A YouTube blog with a link to the video said a livestream of Saturday's concert at the Seoul World Cup Stadium will run from 6:30 pm Korean time (0930 GMT), when Psy will "share his new single with the world."
In the one-minute video posted online Thursday US time, he announced -- first in Korean, then in English -- plans for the debut live performance of his new single on Saturday, April 13.
"April 13, 2013 is a new single worldwide, all at the same time. And I'm going to do a concert in Korea... and you can see it live on YouTube. Just for you," he tells the viewer.
The camera then pulls back and he launches into a brief bit of dance, in which he repeatedly swings one leg to the side, like kicking a soccer ball, while moving his arms from side to side, as if carrying a large bowl.
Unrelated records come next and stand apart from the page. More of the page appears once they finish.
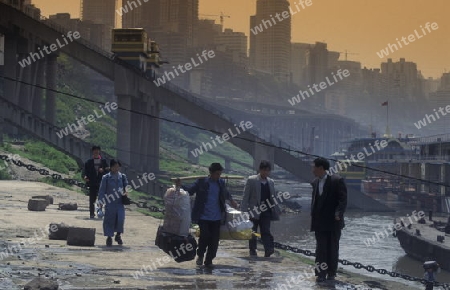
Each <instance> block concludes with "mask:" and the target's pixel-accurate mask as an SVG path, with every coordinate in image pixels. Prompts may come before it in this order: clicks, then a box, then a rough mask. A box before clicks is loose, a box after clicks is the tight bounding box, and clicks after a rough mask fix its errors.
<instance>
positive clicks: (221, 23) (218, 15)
mask: <svg viewBox="0 0 450 290" xmlns="http://www.w3.org/2000/svg"><path fill="white" fill-rule="evenodd" d="M200 16H212V17H220V25H222V28H223V23H224V22H225V20H224V18H225V17H226V18H230V17H231V16H230V15H225V14H224V13H223V12H220V15H208V14H200Z"/></svg>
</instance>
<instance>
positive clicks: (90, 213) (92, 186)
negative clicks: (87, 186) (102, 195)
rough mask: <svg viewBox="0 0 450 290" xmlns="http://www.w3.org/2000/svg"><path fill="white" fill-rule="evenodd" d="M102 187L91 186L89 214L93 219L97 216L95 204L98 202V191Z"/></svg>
mask: <svg viewBox="0 0 450 290" xmlns="http://www.w3.org/2000/svg"><path fill="white" fill-rule="evenodd" d="M99 188H100V186H99V185H96V186H89V213H90V215H91V217H93V216H94V215H95V205H94V203H95V202H96V201H97V196H98V190H99Z"/></svg>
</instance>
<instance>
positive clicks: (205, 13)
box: [33, 0, 450, 77]
mask: <svg viewBox="0 0 450 290" xmlns="http://www.w3.org/2000/svg"><path fill="white" fill-rule="evenodd" d="M141 2H144V1H143V0H141ZM295 2H297V3H299V2H300V0H290V3H291V5H292V6H293V7H295V6H294V3H295ZM33 3H34V4H36V6H38V7H39V8H41V10H42V14H43V15H45V16H48V15H49V14H54V13H57V12H69V13H70V14H71V15H72V17H73V18H76V17H79V12H80V0H33ZM312 3H313V4H312V5H311V6H309V7H306V9H304V10H301V11H300V12H299V13H297V14H295V15H293V16H292V41H293V42H306V43H314V42H316V41H324V42H326V43H328V49H329V50H333V51H340V52H344V51H345V50H348V52H349V55H348V60H356V61H360V62H361V63H362V65H363V66H367V67H369V68H379V67H380V63H381V62H382V61H385V60H386V57H385V58H383V59H381V58H380V57H379V56H378V55H377V53H376V52H379V51H380V50H381V49H383V48H386V46H387V45H388V43H391V44H392V43H397V41H396V38H398V39H399V40H400V39H401V38H402V37H403V36H405V37H408V35H410V34H414V30H417V32H418V33H419V35H420V36H423V37H422V38H420V39H416V40H415V41H414V42H411V43H409V44H408V45H404V44H403V43H402V46H403V48H399V50H398V51H395V52H390V55H389V57H390V58H392V59H393V60H394V61H397V60H398V59H399V58H401V57H403V58H406V60H407V61H414V62H416V63H417V65H418V69H419V70H421V71H422V73H423V75H424V76H425V77H440V76H441V75H442V73H443V72H444V71H445V70H446V69H447V72H448V71H450V17H448V13H449V12H450V0H432V1H421V0H339V1H336V0H312ZM255 11H256V0H200V14H212V15H218V14H220V12H223V13H225V14H226V15H230V16H231V17H230V18H225V27H227V28H232V29H234V30H235V31H242V32H244V33H245V34H246V35H247V36H248V35H249V31H250V24H249V22H250V20H249V16H250V15H253V14H254V13H255ZM281 12H283V11H280V13H281ZM200 16H201V15H200ZM203 18H214V17H203ZM427 22H430V23H433V22H436V23H437V24H438V27H439V28H438V29H437V30H432V31H431V33H428V31H427V35H424V33H423V32H422V31H421V28H420V25H422V26H425V24H426V23H427ZM217 23H219V19H218V17H217ZM406 41H407V42H409V41H408V40H406ZM350 53H357V54H350ZM344 59H345V56H344V53H343V54H341V60H344Z"/></svg>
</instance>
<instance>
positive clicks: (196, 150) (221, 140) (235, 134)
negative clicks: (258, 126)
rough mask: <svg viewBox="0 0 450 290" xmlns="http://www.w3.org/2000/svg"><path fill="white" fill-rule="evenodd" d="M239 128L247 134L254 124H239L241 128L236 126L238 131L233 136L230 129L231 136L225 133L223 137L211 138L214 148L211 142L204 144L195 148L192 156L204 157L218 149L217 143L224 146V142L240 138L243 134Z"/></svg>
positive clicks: (228, 131)
mask: <svg viewBox="0 0 450 290" xmlns="http://www.w3.org/2000/svg"><path fill="white" fill-rule="evenodd" d="M239 128H240V129H241V130H242V132H245V130H247V129H251V128H253V124H252V122H250V121H247V122H244V121H241V122H240V123H239V126H238V125H236V124H234V129H235V130H236V134H233V130H232V129H231V128H230V129H228V132H229V133H230V134H228V133H223V134H222V136H217V135H216V137H211V141H212V144H214V146H213V145H212V144H211V142H202V146H200V147H198V148H195V149H194V150H192V151H191V154H192V156H194V157H198V156H199V155H202V154H203V153H206V152H208V150H211V149H213V148H216V147H217V143H219V144H223V143H224V142H226V141H228V140H230V138H234V137H236V136H238V135H239V134H241V133H242V132H241V130H239ZM216 141H217V143H216ZM203 149H204V151H203Z"/></svg>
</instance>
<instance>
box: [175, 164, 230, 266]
mask: <svg viewBox="0 0 450 290" xmlns="http://www.w3.org/2000/svg"><path fill="white" fill-rule="evenodd" d="M222 171H223V167H222V166H221V165H220V163H212V164H211V166H210V167H209V177H207V178H200V179H197V180H196V181H195V183H194V184H193V185H192V186H190V187H188V186H183V187H182V188H183V189H184V190H186V191H187V192H189V195H194V194H196V196H195V202H194V208H193V209H192V214H191V215H192V222H193V223H198V225H199V227H200V238H199V241H198V249H197V256H198V258H197V261H196V263H197V265H199V266H200V265H202V264H203V258H204V255H205V252H206V258H205V263H204V264H205V266H208V267H209V266H212V260H213V259H214V258H215V257H216V253H217V249H218V247H219V237H220V225H221V224H222V223H225V219H226V207H225V201H227V200H229V201H230V202H231V205H232V206H233V207H235V208H236V207H237V203H236V202H235V201H234V200H233V198H232V197H231V194H230V193H229V192H228V190H227V188H226V187H225V181H224V180H223V179H220V175H221V174H222Z"/></svg>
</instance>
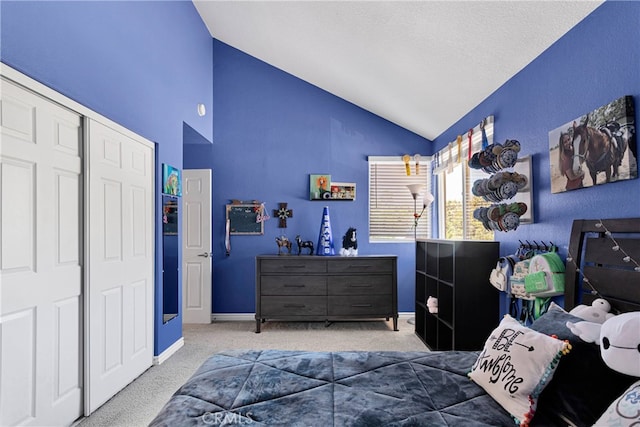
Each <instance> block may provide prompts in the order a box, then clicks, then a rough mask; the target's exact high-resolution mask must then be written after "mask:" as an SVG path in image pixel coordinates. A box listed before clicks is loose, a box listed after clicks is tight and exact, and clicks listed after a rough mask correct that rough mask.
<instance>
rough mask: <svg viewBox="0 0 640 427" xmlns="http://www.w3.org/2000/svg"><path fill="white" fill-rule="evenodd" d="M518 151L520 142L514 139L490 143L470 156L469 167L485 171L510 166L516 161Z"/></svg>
mask: <svg viewBox="0 0 640 427" xmlns="http://www.w3.org/2000/svg"><path fill="white" fill-rule="evenodd" d="M519 152H520V142H519V141H517V140H515V139H508V140H507V141H506V142H505V143H504V144H491V145H488V146H487V147H486V148H484V149H483V150H482V151H480V152H478V153H475V154H474V155H473V156H471V159H470V160H469V167H470V168H473V169H482V170H483V171H485V172H487V173H493V172H498V171H500V170H502V169H508V168H512V167H513V166H514V165H515V164H516V161H518V153H519Z"/></svg>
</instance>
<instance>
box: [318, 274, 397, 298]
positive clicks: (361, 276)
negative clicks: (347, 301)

The message from Psy, wearing his trademark dark glasses, was posted at: http://www.youtube.com/watch?v=xQZTZHashKg&list=PLEC422D53B7588DC7&index=1. The YouTube blog is at http://youtube-global.blogspot.com/.
The new single "Gentleman" was to hit online music stores worldwide Friday and finally answer the question of whether the "Gangnam" singer will be more than just a one-hit wonder.
A satire on the luxury lifestyle of Seoul's upscale Gangnam district, "Gangnam Style" has become the most-watched YouTube video of all time, registering more than 1.5 billion views since it debuted last July.
The song topped charts around the world, and inspired a horde of online tributes and parodies, as well as flash mobs of thousands of dancing fans in cities like Paris and Milan.